Angostura, Andrés Eloy Blanco

El río Angostura es misterioso. Sus aguas, la forma de las ondas que produce, le recuerdan al poeta a la rugosidad de las piedras de un molino, que es así para poder moler el grano. Éste río recuerda el paso de Bolívar y quiere conquistar también aquello que recorre. Este río es poderoso y nada puede detenerlo, encerrarlo.

No tiene puerto pero es muy ancho. Hace demasiado calor allí para hacer cualquier infraestructura. Aquello que lo navega o cae sobre sus aguas es un instante en el tiempo, comparado con todo el agua que recorre su cauce, el tiempo que recorren sus aguas. Bolívar lo navegó para iniciar la reconquista, su lucha.

Sobre la arena de una playa clavó su pie para reclamar las tierras, como los conquistadores hicieron la primera vez. La llegada hasta la población en la que entró fue celebrada como si de una gran festividad se tratara. Se engalanaron las calles y el pueblo vistió sus mejores ropas. Fue recibido como héroe, como un hombre hermoso, deseado en todos los aspectos.

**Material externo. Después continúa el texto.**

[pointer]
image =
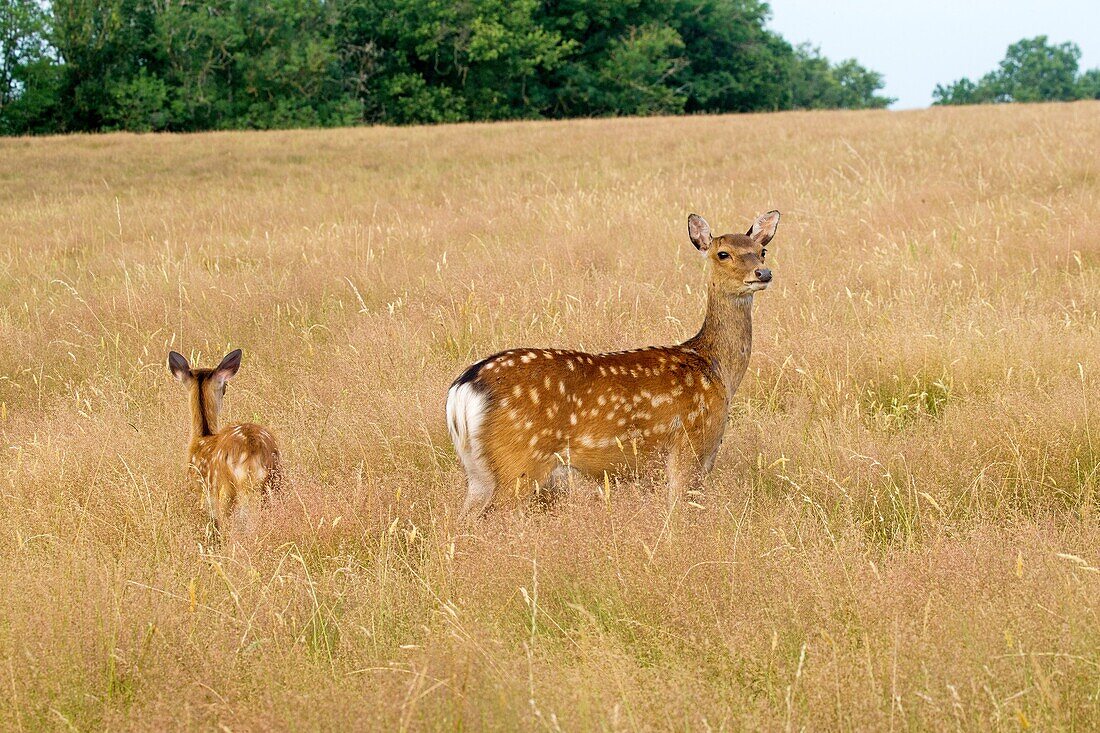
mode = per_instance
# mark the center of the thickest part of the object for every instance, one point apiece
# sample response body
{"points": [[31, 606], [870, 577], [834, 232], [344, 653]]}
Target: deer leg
{"points": [[480, 492], [556, 485], [684, 471]]}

Entró en la población, entró en el Congreso y habló con los políticos. La República triunfó. Después, la lucha se extendió para liberar las tierras, ser libre, ser un país propio. Todo tuvo sentido, todo se conjugó para vencer y liberarse como país. Para el poeta, su espíritu, el de Bolívar, sigue y su fuerza y mensaje han calado. Por eso, aunque se pueda perder momentáneamente su espíritu, éste volverá con fuerza rejuvenecida.

No es el primer poema que este escritor escribe sobre Bolívar, ensalzando su figura. Esta ha sido esencial en lo referente a la liberación de los países latinoamericanos respecto al imperio español. La figura de Bolívar no solamente es idolatrada sino que es parte de la historia viva de muchos países. Sin él no se puede entender la Hispanoamérica actual.

No solamente se ensalza su figura como conquistador, sino también como militar y político. Él ha sido representante de un pueblo y este lo ha reconocido como tal. Para este poeta es el pilar central del América moderna, del América libre y de la América orgullosa de su independencia, de su liberación y de su prosperidad.


Nota de Susana Marín. Ago. 2015

Poema original: Angostura

En Angostura, el río
se hace delgado y profundo como un secreto,
tiene la intensidad de una idea
que le pone la arruga a la Piedra del Medio.

En Angostura, el agua
tiene la hondura de un concepto
y acaso aquí es el río la sombra de Bolívar,
metáfora del alma que no cabe en el cuerpo.

Ved cómo viene, río abajo
pensad algo en el río sin vallas y sin puertos,
ancho hasta el horizonte,
caluroso como el Desierto.
La barca es un instante en la vida del agua,
una hoja en un árbol, una nota en un trueno,
y en la barca venía la esperanza de América,
un sorbo de hombre apenas, una pluma en un vuelo,
la gota primeriza donde nace
el Orinoco del Ensueño.
Y llegó aquí, a Angostura, en una playa primitiva
atracó la canoa; vedle hundir en el suelo
el tacón fino, con el pinchazo
de la avispa que quiere conocer su avispero;
seguidle, subiendo la cuesta
hacia la ciudad; un revuelo
de campanas anuncia su llegada, las casas
se endomingaban de banderas y de letreros,
de Soledad arriban canoas con mujeres
como cestas con mangos y mereyes del tiempo.
Angostura gallea su jarifa prestancia
para gustarle al Héroe guapo que tenía los ojos negros.

Y cuando subió la escalera,
hacia la cumbre del Congreso,
y cuando volvió hacia la playa
con la República en el pecho,
¿qué fue, Orinoco, aquella luz
que te encrespó los músculos y te erizó los nervios
y sacudió tus hondas fibras
desde la planta de Maipures hasta el puño de Macareo?
¿No era la Patria acaso? ¿No era la Patria misma?
La patria secular que te nació en tu seno
y vivirá en los siglos, eterna como el Mundo,
porque si un día se nos muere te devolverás del Océano.